Performance Comparison: Polars vs Pandas#
Let’s compare Polars and Pandas to understand the performance benefits. We’ll measure the time to read a large Parquet file and filter rows based on a condition.
import pandas as pd
import polars as pl
import time
# Measure Polars read and filter performance
start_time = time.time()
polars_df = pl.read_parquet("large_dataset.parquet")
filtered_polars = polars_df.filter(pl.col("Column1") > 50)
print("Polars Time:", time.time() - start_time, "seconds")
# Measure Pandas read and filter performance
start_time = time.time()
pandas_df = pd.read_parquet("large_dataset.parquet")
filtered_pandas = pandas_df[pandas_df["Column1"] > 50]
print("Pandas Time:", time.time() - start_time, "seconds")
Output:
Polars Time: 0.0274350643157959 seconds
Pandas Time: 0.20871400833129883 seconds
That’s a x10
speedup!
In most cases, you should see that Polars is significantly faster than Pandas, especially for larger datasets.
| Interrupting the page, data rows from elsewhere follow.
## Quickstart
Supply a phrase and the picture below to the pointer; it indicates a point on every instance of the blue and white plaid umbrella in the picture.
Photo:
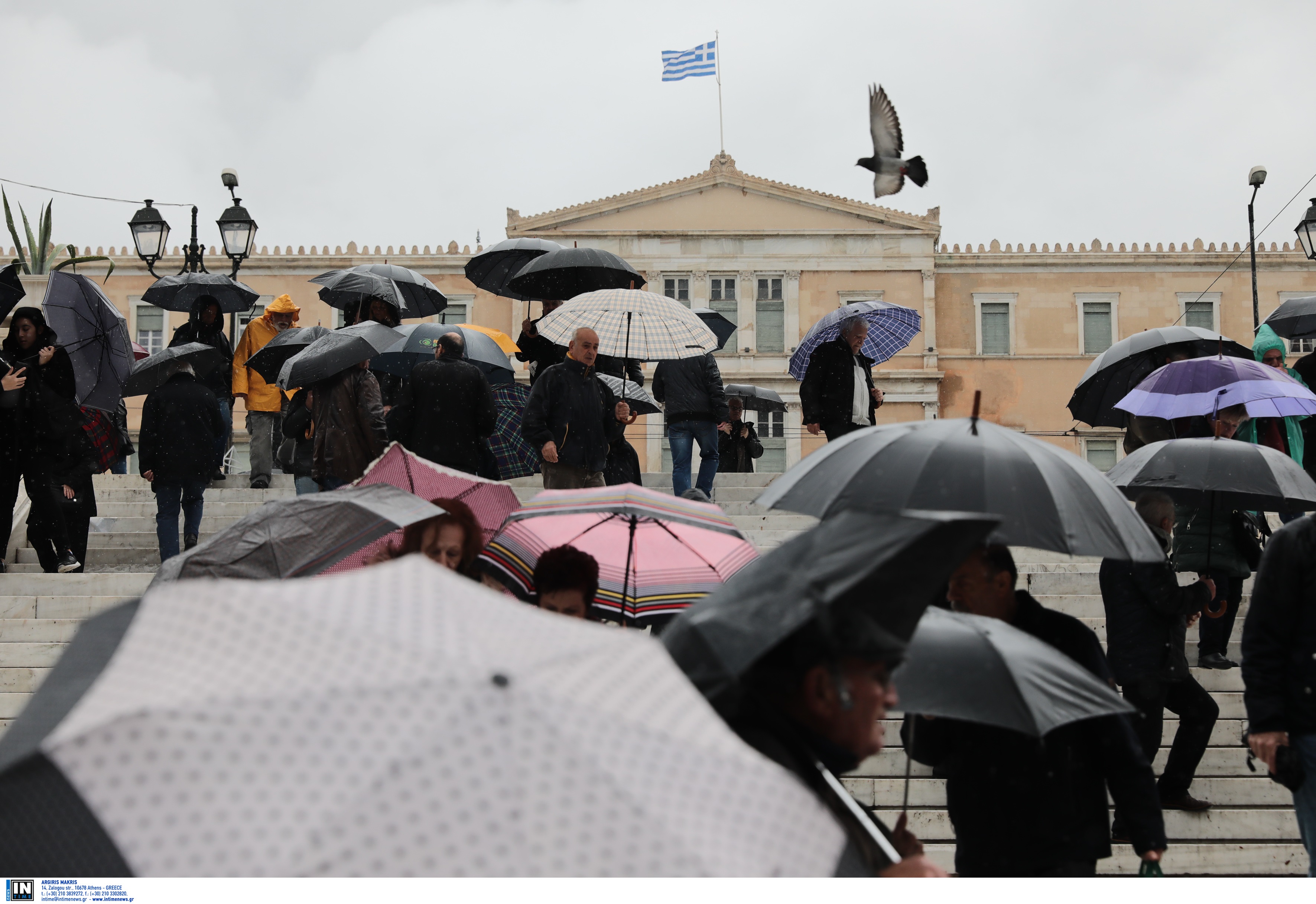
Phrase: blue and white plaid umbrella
(890, 330)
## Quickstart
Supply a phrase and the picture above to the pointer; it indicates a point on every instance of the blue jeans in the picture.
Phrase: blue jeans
(221, 445)
(169, 496)
(681, 436)
(1304, 799)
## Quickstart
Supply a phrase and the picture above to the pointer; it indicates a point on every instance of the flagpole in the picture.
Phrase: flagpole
(718, 70)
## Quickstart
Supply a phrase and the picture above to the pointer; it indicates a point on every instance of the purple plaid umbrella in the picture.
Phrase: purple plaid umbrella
(1202, 386)
(891, 328)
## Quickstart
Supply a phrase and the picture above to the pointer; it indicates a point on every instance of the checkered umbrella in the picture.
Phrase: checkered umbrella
(516, 459)
(490, 502)
(891, 328)
(398, 720)
(633, 324)
(657, 554)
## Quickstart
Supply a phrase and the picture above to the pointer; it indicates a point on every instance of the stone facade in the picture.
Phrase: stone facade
(1003, 320)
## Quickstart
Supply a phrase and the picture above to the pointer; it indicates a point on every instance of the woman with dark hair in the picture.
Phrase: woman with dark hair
(33, 423)
(206, 325)
(453, 539)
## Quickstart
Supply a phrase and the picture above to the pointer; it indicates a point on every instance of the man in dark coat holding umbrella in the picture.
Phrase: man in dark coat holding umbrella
(1147, 619)
(206, 325)
(838, 391)
(572, 418)
(445, 410)
(1024, 807)
(181, 425)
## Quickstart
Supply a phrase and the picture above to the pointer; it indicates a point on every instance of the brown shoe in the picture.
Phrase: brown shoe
(1185, 802)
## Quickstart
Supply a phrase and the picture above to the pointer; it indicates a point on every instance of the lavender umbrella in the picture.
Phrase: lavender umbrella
(1202, 386)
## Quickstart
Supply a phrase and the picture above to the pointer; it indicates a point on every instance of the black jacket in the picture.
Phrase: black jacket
(827, 393)
(1280, 635)
(219, 381)
(1020, 806)
(296, 425)
(1147, 619)
(540, 352)
(691, 390)
(444, 414)
(181, 425)
(737, 454)
(574, 410)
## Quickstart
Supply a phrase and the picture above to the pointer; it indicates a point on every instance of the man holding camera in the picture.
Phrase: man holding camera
(1280, 668)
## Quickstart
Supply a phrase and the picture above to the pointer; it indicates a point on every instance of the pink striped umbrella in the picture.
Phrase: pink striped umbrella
(657, 554)
(490, 502)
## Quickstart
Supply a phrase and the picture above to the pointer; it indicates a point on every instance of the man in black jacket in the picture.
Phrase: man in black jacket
(206, 325)
(533, 348)
(1280, 664)
(838, 394)
(572, 418)
(1028, 809)
(181, 424)
(694, 407)
(1147, 618)
(445, 410)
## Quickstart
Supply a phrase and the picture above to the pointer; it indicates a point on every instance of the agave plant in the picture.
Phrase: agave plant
(43, 252)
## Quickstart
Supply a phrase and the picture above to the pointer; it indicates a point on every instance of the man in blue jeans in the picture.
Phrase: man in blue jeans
(181, 425)
(695, 406)
(1280, 668)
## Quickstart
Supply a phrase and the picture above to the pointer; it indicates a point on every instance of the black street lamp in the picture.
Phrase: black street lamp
(1307, 232)
(237, 229)
(1256, 178)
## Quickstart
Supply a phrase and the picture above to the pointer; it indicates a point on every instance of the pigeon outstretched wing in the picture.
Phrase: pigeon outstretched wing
(885, 127)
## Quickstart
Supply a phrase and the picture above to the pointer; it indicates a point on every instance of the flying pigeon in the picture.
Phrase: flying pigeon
(887, 143)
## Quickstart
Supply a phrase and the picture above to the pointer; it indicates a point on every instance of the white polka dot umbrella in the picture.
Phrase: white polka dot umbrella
(398, 720)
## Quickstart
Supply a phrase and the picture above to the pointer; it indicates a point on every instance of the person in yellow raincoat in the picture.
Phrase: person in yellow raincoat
(264, 401)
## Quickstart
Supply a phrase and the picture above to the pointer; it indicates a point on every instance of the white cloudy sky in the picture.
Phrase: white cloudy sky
(419, 121)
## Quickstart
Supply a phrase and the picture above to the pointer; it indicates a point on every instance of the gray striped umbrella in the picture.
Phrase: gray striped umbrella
(633, 324)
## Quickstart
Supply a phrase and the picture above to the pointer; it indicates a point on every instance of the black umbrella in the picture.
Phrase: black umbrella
(1244, 476)
(1294, 319)
(341, 349)
(1047, 498)
(493, 269)
(714, 320)
(269, 361)
(300, 536)
(11, 290)
(95, 337)
(1126, 364)
(754, 398)
(984, 670)
(889, 565)
(406, 290)
(640, 402)
(570, 272)
(155, 372)
(417, 345)
(182, 291)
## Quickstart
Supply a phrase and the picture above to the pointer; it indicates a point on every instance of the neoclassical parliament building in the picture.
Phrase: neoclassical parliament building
(1020, 324)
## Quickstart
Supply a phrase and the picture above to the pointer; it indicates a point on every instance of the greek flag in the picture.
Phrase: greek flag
(678, 65)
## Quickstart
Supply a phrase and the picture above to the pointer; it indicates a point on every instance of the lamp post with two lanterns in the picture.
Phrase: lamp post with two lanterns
(237, 235)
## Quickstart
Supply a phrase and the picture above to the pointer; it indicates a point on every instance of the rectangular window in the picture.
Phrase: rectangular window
(150, 328)
(1101, 453)
(1097, 327)
(995, 328)
(453, 314)
(771, 425)
(1199, 314)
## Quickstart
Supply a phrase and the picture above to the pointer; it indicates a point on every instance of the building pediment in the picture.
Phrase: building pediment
(723, 201)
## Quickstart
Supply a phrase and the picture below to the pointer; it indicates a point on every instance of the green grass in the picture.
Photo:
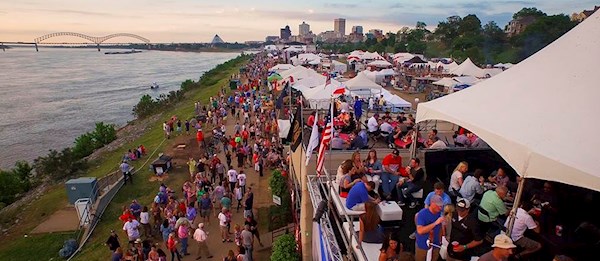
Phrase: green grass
(36, 247)
(46, 246)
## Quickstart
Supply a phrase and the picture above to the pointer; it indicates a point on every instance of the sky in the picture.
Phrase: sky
(167, 21)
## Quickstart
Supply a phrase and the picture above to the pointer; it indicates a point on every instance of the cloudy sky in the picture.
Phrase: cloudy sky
(241, 20)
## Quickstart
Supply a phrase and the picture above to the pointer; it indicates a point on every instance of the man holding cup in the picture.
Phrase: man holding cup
(465, 237)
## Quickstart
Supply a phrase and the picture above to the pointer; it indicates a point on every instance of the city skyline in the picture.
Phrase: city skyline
(239, 21)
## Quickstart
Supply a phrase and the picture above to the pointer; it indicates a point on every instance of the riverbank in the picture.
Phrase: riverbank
(21, 221)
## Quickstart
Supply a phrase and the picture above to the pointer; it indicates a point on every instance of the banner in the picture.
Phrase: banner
(295, 134)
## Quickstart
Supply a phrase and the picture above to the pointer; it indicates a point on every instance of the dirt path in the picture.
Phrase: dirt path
(262, 197)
Polars’ performance benefits become even more pronounced with more complex data transformations and aggregations.
Conclusion#
Polars is a powerful library that shines when working with large datasets. It’s optimized for performance, using multi-threading, lazy evaluation, and low memory usage to handle data-intensive tasks quickly and efficiently. When combined with Parquet files, Polars offers a highly performant solution for reading, analyzing, and transforming big data in Python.
For data scientists working with big data, Polars is a game-changer that can make your data pipelines faster and more efficient. Whether you’re performing simple filtering or complex transformations, Polars provides the tools you need for effective large-scale data manipulation.